# WML Federated Learning with MNIST for Party using `ibm-watsonx-ai`.



### Learning Goals

When you complete this notebook, you should know how to:

- Load the data that you intend to use in the Federated Learning experiment.
- Install IBM Federated Learning libraries.
- Define a data handler. For more details on data handlers.
- Configure the party to train data with the aggregator.

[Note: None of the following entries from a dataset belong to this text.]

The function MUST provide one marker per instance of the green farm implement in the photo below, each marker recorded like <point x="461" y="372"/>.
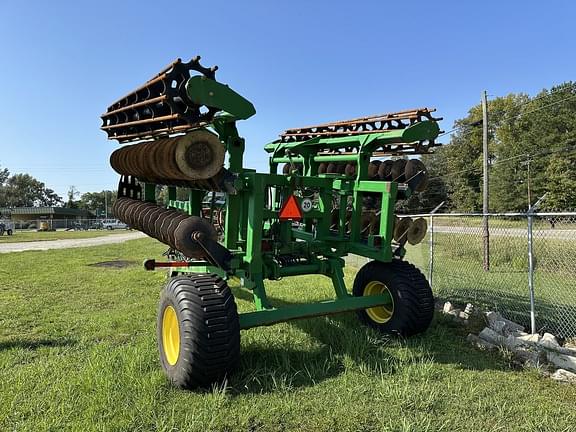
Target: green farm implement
<point x="331" y="191"/>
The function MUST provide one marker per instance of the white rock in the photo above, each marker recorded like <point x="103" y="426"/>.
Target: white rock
<point x="498" y="326"/>
<point x="480" y="343"/>
<point x="529" y="356"/>
<point x="492" y="337"/>
<point x="455" y="312"/>
<point x="507" y="328"/>
<point x="549" y="341"/>
<point x="531" y="339"/>
<point x="564" y="376"/>
<point x="562" y="360"/>
<point x="570" y="345"/>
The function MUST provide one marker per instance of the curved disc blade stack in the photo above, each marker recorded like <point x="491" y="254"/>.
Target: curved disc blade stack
<point x="159" y="107"/>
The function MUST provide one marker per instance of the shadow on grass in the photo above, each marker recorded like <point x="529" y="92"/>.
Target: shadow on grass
<point x="340" y="342"/>
<point x="35" y="343"/>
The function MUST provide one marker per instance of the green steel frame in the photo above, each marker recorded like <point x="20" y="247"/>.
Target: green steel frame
<point x="261" y="243"/>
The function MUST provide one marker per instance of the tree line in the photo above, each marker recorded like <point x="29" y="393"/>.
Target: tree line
<point x="23" y="190"/>
<point x="532" y="151"/>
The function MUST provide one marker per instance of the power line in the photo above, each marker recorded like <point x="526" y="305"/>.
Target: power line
<point x="517" y="116"/>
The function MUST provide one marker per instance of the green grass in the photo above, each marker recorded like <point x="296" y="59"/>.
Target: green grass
<point x="26" y="236"/>
<point x="78" y="352"/>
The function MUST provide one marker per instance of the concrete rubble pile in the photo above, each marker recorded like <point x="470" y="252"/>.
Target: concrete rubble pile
<point x="530" y="349"/>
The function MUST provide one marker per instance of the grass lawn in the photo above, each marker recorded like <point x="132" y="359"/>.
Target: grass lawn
<point x="78" y="352"/>
<point x="26" y="236"/>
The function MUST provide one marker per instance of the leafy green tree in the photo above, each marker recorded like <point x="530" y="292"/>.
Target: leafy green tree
<point x="23" y="190"/>
<point x="562" y="190"/>
<point x="533" y="131"/>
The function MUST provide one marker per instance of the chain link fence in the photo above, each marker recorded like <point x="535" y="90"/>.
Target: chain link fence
<point x="452" y="258"/>
<point x="59" y="224"/>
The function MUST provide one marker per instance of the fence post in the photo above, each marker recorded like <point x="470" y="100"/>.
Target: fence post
<point x="431" y="241"/>
<point x="531" y="274"/>
<point x="431" y="257"/>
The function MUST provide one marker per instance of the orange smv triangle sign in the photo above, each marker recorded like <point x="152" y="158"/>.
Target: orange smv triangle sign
<point x="290" y="210"/>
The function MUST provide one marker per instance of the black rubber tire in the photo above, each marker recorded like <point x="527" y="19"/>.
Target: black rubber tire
<point x="209" y="330"/>
<point x="411" y="292"/>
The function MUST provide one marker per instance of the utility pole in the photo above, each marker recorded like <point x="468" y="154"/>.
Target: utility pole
<point x="529" y="195"/>
<point x="485" y="189"/>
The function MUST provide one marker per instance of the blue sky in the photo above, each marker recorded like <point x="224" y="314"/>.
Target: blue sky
<point x="300" y="62"/>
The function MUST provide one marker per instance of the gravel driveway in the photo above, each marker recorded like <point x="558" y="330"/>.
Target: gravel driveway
<point x="69" y="243"/>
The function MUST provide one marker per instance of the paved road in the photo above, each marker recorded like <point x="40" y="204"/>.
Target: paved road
<point x="559" y="234"/>
<point x="69" y="243"/>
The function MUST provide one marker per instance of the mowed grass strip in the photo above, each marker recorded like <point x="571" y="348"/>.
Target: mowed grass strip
<point x="78" y="352"/>
<point x="28" y="236"/>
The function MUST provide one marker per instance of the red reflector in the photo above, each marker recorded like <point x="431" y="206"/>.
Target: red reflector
<point x="290" y="209"/>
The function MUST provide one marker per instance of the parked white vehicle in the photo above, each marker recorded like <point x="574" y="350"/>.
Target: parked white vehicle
<point x="113" y="224"/>
<point x="6" y="226"/>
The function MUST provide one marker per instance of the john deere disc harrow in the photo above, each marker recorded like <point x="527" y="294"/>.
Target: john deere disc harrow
<point x="331" y="191"/>
<point x="198" y="155"/>
<point x="159" y="107"/>
<point x="172" y="227"/>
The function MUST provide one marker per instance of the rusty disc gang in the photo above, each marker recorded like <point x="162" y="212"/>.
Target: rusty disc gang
<point x="159" y="107"/>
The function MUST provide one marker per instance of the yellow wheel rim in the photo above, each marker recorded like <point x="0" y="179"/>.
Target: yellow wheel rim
<point x="170" y="335"/>
<point x="379" y="314"/>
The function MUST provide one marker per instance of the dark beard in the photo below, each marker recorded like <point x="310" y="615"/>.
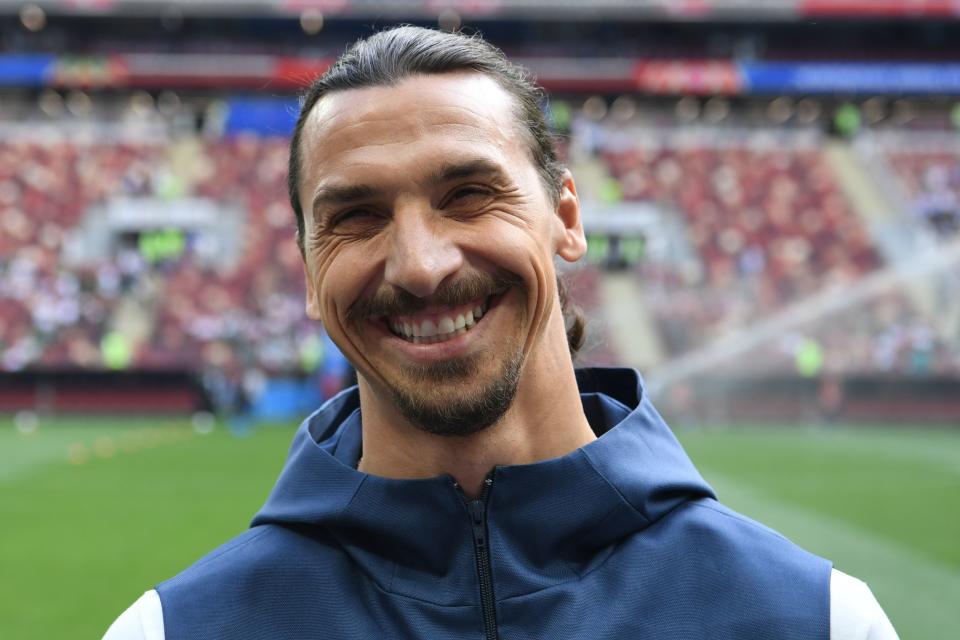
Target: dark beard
<point x="467" y="413"/>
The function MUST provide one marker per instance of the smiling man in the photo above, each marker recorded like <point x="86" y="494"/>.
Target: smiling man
<point x="473" y="485"/>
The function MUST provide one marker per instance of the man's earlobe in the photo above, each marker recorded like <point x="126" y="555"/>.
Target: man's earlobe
<point x="572" y="244"/>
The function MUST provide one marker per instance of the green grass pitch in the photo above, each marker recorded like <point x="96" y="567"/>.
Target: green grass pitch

<div class="alert alert-block alert-info">This notebook is intended to be run by the administrator or connecting party of the Federated Learning experiment.
</div>

## Table of Contents

1. [Setup](#setup)
2. [Load the data](#load)  
3. [Define a Data Handler](#data-handler)  
4. [Configure the party](#config)  
5. [Clean up](#clean)
6. [Summary and next steps](#summary)

<a id="setup"></a>
## 1. Set up the environment

Before you use the sample code in this notebook, you must perform the following setup tasks:

-  Create a <a href="https://cloud.ibm.com/catalog/services/watson-machine-learning" target="_blank" rel="noopener no referrer">Watson Machine Learning (WML) Service</a> instance (a free plan is offered and information about how to create the instance can be found <a href="https://dataplatform.cloud.ibm.com/docs/content/wsj/getting-started/wml-plans.html?context=wx&audience=wdp" target="_blank" rel="noopener no referrer">here</a>).

### Install and import the `ibm-watsonx-ai` and dependecies
**Note:** `ibm-watsonx-ai` documentation can be found <a href="https://ibm.github.io/watsonx-ai-python-sdk/index.html" target="_blank" rel="noopener no referrer">here</a>.

In [None]:
!pip install -U ibm-watsonx-ai[fl]

### Connection to WML

Authenticate the Watson Machine Learning service on IBM Cloud. You need to provide platform `api_key` and instance `location`.

You can use [IBM Cloud CLI](https://cloud.ibm.com/docs/cli/index.html) to retrieve platform API Key and instance location.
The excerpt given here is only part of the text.